Premium Subsonic Travel as Substitute

Diving deeper into

Boom Supersonic

Company Report
The most immediate substitute for Overture is not another supersonic airliner, it is premium subsonic travel.
Analyzed 5 sources

This points to Boom’s real competition being time saving without certification risk. A G700 or Falcon 10X already gives a CEO or head of state nonstop range, near sonic speed, private terminal access, and no airline schedule at all. For airlines, the A321XLR offers a different version of the same trade, fewer seats, more premium layout flexibility, and much lower technical risk than introducing a new supersonic fleet type.

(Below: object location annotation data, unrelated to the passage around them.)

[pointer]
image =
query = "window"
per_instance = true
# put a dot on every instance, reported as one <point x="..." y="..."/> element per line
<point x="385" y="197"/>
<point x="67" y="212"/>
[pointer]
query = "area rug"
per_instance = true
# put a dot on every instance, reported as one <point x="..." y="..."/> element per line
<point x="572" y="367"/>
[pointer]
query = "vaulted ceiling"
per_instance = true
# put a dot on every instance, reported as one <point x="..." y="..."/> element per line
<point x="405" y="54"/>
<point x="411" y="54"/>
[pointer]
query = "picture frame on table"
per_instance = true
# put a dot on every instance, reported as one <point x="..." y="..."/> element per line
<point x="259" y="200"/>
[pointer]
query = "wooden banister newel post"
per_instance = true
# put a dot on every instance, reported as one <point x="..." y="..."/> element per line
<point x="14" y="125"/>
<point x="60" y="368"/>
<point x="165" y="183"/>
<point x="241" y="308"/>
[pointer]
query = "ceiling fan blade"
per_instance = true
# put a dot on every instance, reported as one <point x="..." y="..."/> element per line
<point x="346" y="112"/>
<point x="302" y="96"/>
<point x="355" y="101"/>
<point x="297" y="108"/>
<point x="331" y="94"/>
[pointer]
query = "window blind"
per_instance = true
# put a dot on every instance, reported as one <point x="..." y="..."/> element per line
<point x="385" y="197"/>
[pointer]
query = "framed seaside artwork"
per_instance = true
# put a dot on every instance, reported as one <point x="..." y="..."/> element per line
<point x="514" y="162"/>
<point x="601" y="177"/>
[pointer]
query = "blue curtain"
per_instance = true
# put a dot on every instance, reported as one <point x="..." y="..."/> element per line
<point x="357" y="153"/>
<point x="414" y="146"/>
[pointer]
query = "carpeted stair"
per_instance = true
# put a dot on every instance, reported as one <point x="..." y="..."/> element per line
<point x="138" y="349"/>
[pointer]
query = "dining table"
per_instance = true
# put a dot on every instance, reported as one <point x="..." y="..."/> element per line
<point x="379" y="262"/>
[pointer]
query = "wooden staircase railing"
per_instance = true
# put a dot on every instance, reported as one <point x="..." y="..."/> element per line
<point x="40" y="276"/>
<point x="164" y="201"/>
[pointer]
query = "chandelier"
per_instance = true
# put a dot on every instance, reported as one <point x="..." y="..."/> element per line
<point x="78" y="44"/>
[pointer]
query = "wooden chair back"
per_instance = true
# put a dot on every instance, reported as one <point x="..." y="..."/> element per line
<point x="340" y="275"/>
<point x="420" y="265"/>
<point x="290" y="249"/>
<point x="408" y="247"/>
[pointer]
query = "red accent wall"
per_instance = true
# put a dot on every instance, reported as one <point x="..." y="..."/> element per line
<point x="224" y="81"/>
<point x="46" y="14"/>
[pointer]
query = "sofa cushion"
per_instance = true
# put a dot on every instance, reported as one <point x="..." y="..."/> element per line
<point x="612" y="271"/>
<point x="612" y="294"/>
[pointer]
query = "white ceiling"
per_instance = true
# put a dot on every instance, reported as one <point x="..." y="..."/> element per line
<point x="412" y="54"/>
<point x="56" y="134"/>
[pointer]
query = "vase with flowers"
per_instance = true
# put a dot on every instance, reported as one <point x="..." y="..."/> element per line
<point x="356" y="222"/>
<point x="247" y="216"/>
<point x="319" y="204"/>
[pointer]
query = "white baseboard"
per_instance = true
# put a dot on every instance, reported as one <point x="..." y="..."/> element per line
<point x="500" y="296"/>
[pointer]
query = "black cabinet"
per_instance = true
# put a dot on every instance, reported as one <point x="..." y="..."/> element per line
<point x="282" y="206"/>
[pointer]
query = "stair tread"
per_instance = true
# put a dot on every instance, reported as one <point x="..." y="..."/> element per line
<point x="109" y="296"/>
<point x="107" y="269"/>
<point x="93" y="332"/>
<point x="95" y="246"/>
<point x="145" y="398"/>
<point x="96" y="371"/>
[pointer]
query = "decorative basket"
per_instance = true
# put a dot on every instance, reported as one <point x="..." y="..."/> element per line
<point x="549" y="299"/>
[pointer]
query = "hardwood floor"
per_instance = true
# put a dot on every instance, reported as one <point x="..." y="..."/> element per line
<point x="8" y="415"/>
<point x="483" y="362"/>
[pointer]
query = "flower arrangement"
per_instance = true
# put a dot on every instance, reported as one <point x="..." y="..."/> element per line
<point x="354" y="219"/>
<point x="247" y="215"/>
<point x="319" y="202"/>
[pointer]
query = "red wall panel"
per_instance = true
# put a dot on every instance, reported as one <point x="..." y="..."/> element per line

  • Business jets solve the highest value traveler problem directly. The G700 is rated for 7,750 nautical miles and Mach 0.935, and the Falcon 10X is marketed at 7,500 nautical miles and Mach 0.925. That means many buyers can get most of the speed benefit by skipping the airline entirely.
  • For airline planners, the substitute is not private aviation, it is premium heavy narrowbody flying. The A321XLR flies up to 4,700 nautical miles, entered service in late 2024, and lets carriers open thinner long haul routes with a small business cabin instead of betting on a 60 to 80 seat supersonic aircraft.
  • That shifts Boom’s sales job from proving that supersonic is desirable to proving it is meaningfully better than very good subsonic options. The hurdle is not Concorde nostalgia. It is whether the time saved is large enough to outweigh higher acquisition, training, maintenance, and route planning complexity.

The next phase of competition will be decided route by route and customer by customer. If Boom can show that premium passengers will consistently pay business class like fares for much shorter trips, it can pull demand away from both private jets and premium subsonic cabins. If not, the market will keep absorbing more comfort and convenience through faster subsonic aircraft instead.